On August 7 last year, in Rai Sandeep@Deepu vs State of NCT of Delhi , the Supreme Court acquitted the gang-rape accused because of prevaricating statements of the victim in implicating the accused. Thus, according to the victim’s original version, the accused had forcible sexual intercourse one after the other. If that was so, the court said, it was hard to believe that there was no other injury on the private parts of the prosecutrix [victim]. The court found evidence on record that there was only a minor abrasion on the right side of the neck, below the jaw. Should rapes without any evidence of injury to the victim be disbelieved?
In Papuria@Rajesh vs State of Rajasthan , decided on March 2, 1995, Justice V. Palshikar of the Rajasthan High Court acquitted the accused because the statement of the victim—a nine-year-old girl whom the trial court found the accused had ravished—had not been corroborated. The judge ignored the medical evidence that there was injury, her hymen had ruptured and there was some blood oozing. Although the vaginal smear did not point to the presence of semen, the doctor had stated that the injury was due to a blunt object. During cross-examination, the doctor admitted that such injury was also possible if one fell on a hard, blunt object. The judge concluded that the benefit of reasonable doubt should go to the accused.
In Vijay Sood vs State of Himachal Pradesh , delivered on April 27, 2009, Justice Surinder Singh of the Himachal Pradesh High Court reversed the trial court’s conviction of the appellant for rape of the victim on many occasions when the victim was a minor. “Except her own self-serving vague statement, there is no other evidence on record to substantiate her allegation that the accused committed sexual intercourse with her many times against her will,” he held. After finding no corroboration from her mother, a prosecution witness, the judge concluded that the victim’s allegations had not been proved. He concluded that the victim’s testimony did not inspire confidence.

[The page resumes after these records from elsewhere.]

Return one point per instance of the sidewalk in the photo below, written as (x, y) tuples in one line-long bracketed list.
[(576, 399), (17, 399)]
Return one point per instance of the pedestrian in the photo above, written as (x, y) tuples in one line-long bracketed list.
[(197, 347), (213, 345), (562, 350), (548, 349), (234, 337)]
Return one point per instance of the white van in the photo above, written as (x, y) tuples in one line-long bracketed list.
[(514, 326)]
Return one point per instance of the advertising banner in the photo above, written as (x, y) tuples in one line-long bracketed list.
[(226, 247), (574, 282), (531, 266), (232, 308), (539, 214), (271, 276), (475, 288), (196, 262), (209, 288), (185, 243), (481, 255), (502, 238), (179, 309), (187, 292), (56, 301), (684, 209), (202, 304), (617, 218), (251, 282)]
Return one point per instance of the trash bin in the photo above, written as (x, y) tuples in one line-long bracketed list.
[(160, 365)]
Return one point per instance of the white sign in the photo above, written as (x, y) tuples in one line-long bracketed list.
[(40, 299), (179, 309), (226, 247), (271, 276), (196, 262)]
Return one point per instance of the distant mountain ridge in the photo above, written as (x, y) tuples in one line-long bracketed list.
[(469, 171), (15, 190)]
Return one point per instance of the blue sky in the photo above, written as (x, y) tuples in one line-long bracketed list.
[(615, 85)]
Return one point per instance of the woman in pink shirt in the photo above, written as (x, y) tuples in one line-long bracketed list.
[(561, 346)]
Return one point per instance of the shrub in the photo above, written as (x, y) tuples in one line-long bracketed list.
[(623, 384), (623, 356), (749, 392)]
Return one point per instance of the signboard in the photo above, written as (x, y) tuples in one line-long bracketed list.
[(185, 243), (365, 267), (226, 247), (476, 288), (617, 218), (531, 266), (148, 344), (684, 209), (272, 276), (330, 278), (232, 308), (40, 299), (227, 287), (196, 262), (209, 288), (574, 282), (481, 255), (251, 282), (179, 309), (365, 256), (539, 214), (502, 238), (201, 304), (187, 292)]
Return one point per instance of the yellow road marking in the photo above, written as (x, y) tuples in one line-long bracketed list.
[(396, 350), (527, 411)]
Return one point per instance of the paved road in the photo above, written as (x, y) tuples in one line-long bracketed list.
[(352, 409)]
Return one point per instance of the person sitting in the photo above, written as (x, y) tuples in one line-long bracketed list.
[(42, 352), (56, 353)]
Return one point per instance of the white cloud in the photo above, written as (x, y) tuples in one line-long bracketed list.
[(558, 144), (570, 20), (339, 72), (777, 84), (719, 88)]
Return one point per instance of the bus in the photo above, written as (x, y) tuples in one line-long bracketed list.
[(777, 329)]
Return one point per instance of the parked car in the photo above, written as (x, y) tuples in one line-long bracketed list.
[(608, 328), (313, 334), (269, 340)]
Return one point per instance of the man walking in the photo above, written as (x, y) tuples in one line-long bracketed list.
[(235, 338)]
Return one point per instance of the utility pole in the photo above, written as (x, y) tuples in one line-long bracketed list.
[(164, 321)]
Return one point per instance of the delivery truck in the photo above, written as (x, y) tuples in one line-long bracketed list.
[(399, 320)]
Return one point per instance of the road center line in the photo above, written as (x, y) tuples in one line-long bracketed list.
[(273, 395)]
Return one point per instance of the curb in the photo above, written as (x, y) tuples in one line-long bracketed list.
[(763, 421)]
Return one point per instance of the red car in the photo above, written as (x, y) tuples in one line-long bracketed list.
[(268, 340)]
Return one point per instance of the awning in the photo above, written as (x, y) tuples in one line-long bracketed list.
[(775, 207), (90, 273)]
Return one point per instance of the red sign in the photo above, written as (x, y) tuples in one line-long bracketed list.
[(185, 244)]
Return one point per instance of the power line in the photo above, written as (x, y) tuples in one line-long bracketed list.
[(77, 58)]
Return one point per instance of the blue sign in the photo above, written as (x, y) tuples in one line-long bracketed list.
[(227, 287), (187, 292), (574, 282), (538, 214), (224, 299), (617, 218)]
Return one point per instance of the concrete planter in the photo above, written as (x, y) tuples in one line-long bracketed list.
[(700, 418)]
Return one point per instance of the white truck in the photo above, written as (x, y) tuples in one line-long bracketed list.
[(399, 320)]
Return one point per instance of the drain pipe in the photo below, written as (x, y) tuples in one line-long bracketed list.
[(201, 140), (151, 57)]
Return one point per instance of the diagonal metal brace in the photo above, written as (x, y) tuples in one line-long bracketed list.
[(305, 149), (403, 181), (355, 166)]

Yad Ram vs State of Rajasthan , decided by Justice Shiv Kumar Sharma and Justice G. Singh of the Rajasthan High Court on February 28, 2008, records the trial court’s proceedings. During cross-examination, the victim was asked in what posture she was raped. She was made to demonstrate it on a bench available in the court. While the victim was being cross-examined, the trial court was a silent spectator and did not control effectively the recording of evidence in the court.
These cases suggest that rape jurisprudence has hardly changed over the past two decades and that it suffers from serious attitudinal aberrations involving judges at all levels.